Abstract
In rare diseases, choosing the right measure of success can matter just as much as developing the treatment itself. My capstone project, Clinical Trial Data Analysis: Finding Endpoints that Matter to Choroideremia Patients, studies how existing natural history data can be used to identify better clinical trial endpoints for choroideremia(CHM). I was motivated by how current trial measures often miss younger patients with the disease. My STS research paper, Rethinking “Success” in Rare-Disease Trials: Sociotechnical Pathways for Stabilization-Focused Endpoints in CHM, examines why outcomes that reflect preserved vision are often harder to accept as evidence of benefit. I pursued this research because patients with CHM often value keeping the vision they still have, while trial systems often reward short-term improvement instead. At their core, both projects ask what success should look like in a rare-disease trial. The capstone approaches that question through data analysis, while the STS research explains how clinical, regulatory, and social systems shape which outcomes are treated as meaningful.

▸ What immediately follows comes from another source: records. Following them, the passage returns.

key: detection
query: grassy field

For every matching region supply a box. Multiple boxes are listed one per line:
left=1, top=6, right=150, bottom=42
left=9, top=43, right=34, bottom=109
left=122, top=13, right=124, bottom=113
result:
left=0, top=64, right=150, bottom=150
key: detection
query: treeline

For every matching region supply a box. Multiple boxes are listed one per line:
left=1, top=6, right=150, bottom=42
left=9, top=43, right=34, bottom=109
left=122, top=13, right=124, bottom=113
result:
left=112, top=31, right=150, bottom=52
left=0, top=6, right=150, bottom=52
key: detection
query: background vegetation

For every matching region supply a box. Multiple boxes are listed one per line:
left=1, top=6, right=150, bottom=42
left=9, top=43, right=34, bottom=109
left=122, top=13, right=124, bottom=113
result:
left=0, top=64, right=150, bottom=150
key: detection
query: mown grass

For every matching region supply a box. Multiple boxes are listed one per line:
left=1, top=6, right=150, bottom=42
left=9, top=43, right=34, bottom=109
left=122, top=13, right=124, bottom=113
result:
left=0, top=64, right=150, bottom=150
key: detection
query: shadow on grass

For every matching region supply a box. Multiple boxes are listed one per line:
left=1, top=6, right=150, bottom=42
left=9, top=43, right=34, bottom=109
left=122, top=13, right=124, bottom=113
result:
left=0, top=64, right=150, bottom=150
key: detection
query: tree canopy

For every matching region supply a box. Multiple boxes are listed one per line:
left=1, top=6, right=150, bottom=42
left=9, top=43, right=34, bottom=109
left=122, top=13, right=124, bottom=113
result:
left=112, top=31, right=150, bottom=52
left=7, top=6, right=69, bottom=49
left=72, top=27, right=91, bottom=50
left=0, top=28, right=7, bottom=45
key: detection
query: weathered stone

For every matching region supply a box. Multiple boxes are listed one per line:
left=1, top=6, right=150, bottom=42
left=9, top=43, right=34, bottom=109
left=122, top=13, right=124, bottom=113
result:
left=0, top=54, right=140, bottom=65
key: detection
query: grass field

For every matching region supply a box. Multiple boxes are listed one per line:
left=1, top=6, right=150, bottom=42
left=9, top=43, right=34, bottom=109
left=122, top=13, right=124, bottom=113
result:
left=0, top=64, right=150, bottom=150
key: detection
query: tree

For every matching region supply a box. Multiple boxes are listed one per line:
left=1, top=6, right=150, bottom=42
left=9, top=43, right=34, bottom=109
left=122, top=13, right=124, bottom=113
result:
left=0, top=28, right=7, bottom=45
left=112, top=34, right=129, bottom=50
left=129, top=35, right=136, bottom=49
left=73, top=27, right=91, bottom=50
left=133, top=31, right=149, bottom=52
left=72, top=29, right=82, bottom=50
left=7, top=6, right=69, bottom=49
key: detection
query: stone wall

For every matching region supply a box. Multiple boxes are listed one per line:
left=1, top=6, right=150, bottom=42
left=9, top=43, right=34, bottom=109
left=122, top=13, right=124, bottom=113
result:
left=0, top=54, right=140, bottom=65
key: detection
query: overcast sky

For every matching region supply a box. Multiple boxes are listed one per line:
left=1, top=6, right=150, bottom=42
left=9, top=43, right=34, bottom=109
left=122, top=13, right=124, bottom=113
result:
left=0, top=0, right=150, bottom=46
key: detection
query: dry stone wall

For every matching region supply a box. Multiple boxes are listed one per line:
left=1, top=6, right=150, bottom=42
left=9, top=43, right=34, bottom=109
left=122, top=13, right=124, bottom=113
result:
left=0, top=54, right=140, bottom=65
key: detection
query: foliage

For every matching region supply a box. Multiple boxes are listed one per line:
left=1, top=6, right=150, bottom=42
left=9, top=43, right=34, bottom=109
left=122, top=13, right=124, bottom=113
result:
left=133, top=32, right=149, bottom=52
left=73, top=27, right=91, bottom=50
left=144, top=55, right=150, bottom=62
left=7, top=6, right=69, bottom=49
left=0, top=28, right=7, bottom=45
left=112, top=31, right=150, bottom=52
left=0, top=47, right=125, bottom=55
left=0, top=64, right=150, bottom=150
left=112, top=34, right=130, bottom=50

My capstone project addresses a major problem in CHM research: common FDA-desired endpoints, such as visual acuity boosts, may not fully capture disease progression or treatment benefit. CHM progresses slowly and unevenly, so trials can miss important changes if they rely too heavily on one measure. To address this, our team used data from the NIGHT natural history study to compare functional and structural endpoints such as visual acuity, microperimetry, contrast sensitivity, ellipsoid zone area, and fundus autofluorescence. We also used age-stratified analysis to compare patients aged 40 and younger with patients over 40, since disease progression is not uniform across the lifespan. This approach aimed to identify more sensitive endpoints for future trials.
The capstone project shows that endpoint performance depends heavily on patient age and disease stage. In the data we analyzed, younger patients generally showed higher and more stable microperimetry and contrast sensitivity values over time, while older patients had lower baseline values and greater variability. These findings may improve group selection and should guide age-specific trial design. Overall, our project supports better endpoint selection, better patient selection, and less reliance on visual acuity improvement alone.
My STS paper asks why stabilization-focused endpoints and patient-reported outcomes struggle to count as primary evidence in CHM trials. Patients often define success as keeping vision stable, especially night vision, mobility, and daily independence, while trial systems often favor outcomes that show obvious short-term improvement. To study this issue, I used a document-based and case-based approach. I analyzed FDA rare-disease endpoint materials, published CHM trials, and payer and health technology assessment perspectives to understand how different groups decide what counts as credible evidence. I framed the paper around the idea that endpoints are not just technical measurements. They are also shaped by institutions, standards, and decision-making systems.
My STS research found that stabilization often fails to count as strong evidence not because it lacks value, but because it is harder to interpret within current regulatory and payer systems. Improvement-centered endpoints, especially visual acuity gains, remain dominant because they are familiar, standardized, and easier to defend. In contrast, stabilization needs stronger support through natural history data, repeatability benchmarks, and clear links to patient function. The paper argues that stabilization can become more credible if researchers anchor it to expected decline, combine functional and structural evidence, and frame results in ways that are useful for both regulators and payers. Taken together, my capstone and STS projects show that improving rare-disease trials is not only a technical problem. It is also a problem of how evidence is defined, interpreted, and accepted.